Palerbsen bevorzugen einen sonnigen Standort. Sie wachsen auch gut im Halbschatten, sollten dann aber nur mäßig gegossen werden, da sie Staunässe nicht gut vertragen. Ideal sind feinkrümlige, tiefgründige und humose Böden.

Anbau, Aussaat und Pflanzung

Je nach Sorte kann man Palerbsen schon ab Februar vorziehen oder direkt aussäen, wenn der Gartenboden nicht mehr gefroren ist. Die letzte Aussaat sollte im Juni erfolgen. Für die Aussaat zieht man fünf Zentimeter tiefe Saatrillen, in welche man alle drei bis fünf Zentimeter ein Erbsenkorn legt. Anschließend sollte man die Erde andrücken. Der Reihenabstand sollte 40 Zentimeter oder in Doppelreihen 20 Zentimeter betragen.

Tipp: Um die Körner vor Vögeln zu schützen, kann man ein Vlies oder Gartennetz ausgelegen.

Pflege

Die meisten Erbsensorten benötigen zum Ranken eine Kletterhilfe, hierfür bieten sich dünne Äste oder Maschendraht an. Sobald die Pflanzen 10 Zentimeter hoch sind, häuft man sie mit Erde an, damit sich zusätzliche Wurzeln bilden und die Standfestigkeit sich erhöht. Der Boden sollte man regelmäßig lockern, um Unkräuter zu entfernen.

Palerbsen benötigen bis zur Blüte nur wenig Wasser, erst danach muss man auf eine verstärkte Wasserversorgung achten.

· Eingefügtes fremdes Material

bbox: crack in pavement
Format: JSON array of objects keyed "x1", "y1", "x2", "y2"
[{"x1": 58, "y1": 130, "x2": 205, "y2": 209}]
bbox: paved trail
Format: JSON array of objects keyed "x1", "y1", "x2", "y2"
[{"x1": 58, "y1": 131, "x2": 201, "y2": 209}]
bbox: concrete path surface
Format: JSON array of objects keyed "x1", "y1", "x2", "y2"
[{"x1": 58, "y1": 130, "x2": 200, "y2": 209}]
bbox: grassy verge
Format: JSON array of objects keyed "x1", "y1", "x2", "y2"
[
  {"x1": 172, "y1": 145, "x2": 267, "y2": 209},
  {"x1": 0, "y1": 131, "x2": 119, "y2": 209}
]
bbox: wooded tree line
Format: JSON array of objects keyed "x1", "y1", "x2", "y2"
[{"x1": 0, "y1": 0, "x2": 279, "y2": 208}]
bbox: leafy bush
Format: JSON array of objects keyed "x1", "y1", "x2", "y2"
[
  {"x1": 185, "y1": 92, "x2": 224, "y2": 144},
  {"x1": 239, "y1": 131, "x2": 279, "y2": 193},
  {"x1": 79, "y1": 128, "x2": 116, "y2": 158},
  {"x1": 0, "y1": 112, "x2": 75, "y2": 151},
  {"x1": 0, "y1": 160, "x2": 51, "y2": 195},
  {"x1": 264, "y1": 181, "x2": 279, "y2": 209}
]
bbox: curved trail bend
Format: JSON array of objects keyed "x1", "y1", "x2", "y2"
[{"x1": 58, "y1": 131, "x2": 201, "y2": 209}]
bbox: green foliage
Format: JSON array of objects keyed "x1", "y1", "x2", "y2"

Palerbsen sind Schwachzehrer und benötigen keinen gesonderten Dünger.

Ernte und Verwendung

Je nach Sorte und Aussaattermin kann man erste Erbsen schon nach 60 bis 75 Tagen Ende Mai ernten. Zu diesem Zeitpunkt kann man die Palerbse wie die Markerbse frisch verwenden. Dafür entfernt man die Erbsen aus den Schoten. Traditionell erntet man Palerbsen jedoch zu einem späteren Zeitpunkt, sobald die Schoten eingetrocknet sind. Je nach Aussaattermin erstreckt sich die Erntezeit bis in den September hinein.

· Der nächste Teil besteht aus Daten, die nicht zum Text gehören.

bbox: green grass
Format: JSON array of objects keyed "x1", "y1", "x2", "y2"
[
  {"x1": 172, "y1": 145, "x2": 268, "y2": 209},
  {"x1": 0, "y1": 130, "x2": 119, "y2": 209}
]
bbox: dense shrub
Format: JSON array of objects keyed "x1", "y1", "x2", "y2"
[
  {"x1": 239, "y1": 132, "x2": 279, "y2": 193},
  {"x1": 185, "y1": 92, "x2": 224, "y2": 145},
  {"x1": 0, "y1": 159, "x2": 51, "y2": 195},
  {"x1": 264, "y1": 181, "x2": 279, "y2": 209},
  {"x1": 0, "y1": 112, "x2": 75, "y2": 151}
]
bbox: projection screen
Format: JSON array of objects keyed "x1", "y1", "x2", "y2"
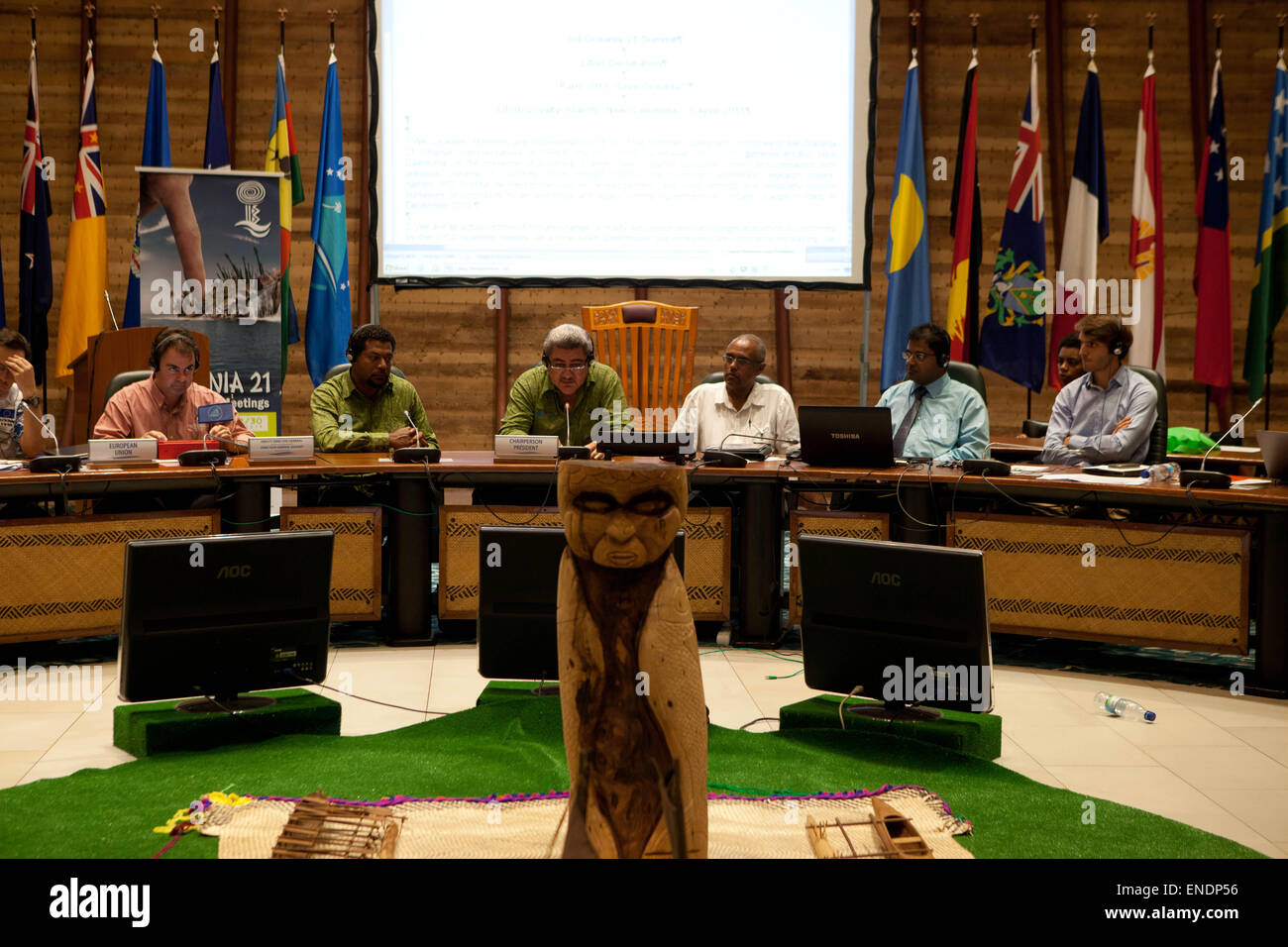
[{"x1": 369, "y1": 0, "x2": 877, "y2": 288}]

Palerbsen weicht man im getrockneten Zustand zunächst über Nacht in Wasser ein oder kocht sie und bereitet daraus Suppe oder Püree zu. Als Trockenerbse eignen sie sich darüber hinaus hervorragend für die Lagerung.

Tipp: Nach der Ernte die Wurzeln der Zuckererbsen im Boden lassen, da sie diesem Stickstoff zuführen.

Mischkultur und Fruchtfolge

Geeignete Pflanzen für die Mischkultur sind Dill, Fenchel, Gurken, Kohlarten, Kohlrabi, Kopfsalat, Mais, Möhren, Radieschen sowie Zucchini. Palerbsen sollten hingegen nicht mit Bohnen, Kartoffeln, Knoblauch, Lauch, Tomaten und Zwiebeln in der Mischkultur gepflanzt werden.

Da die Wurzeln der Zuckererbsen Stickstoff im Boden binden, bieten sich als Nachkultur vor allem Starkzehrer wie Rosenkohl, Grünkohl und Chinakohl an.

Eine Anbaupause von 6 Jahren wird empfohlen, da Erbsen mit sich selbst sehr unverträglich sind.

Krankheiten und Schädlinge

Palerbsen sind anfällig für Schädlinge und Krankheiten. Hierzu zählen bei den Krankheiten insbesondere der Echte Mehltau, Falscher Mehltau, die Brennfleckenkrankheit und Erbsenrost.

Als tierische Schädlinge können die Erbsen-Minierfliege, der Erbsenwickler, die Erbsenblattlaus und der Erbsenkäfer auftreten.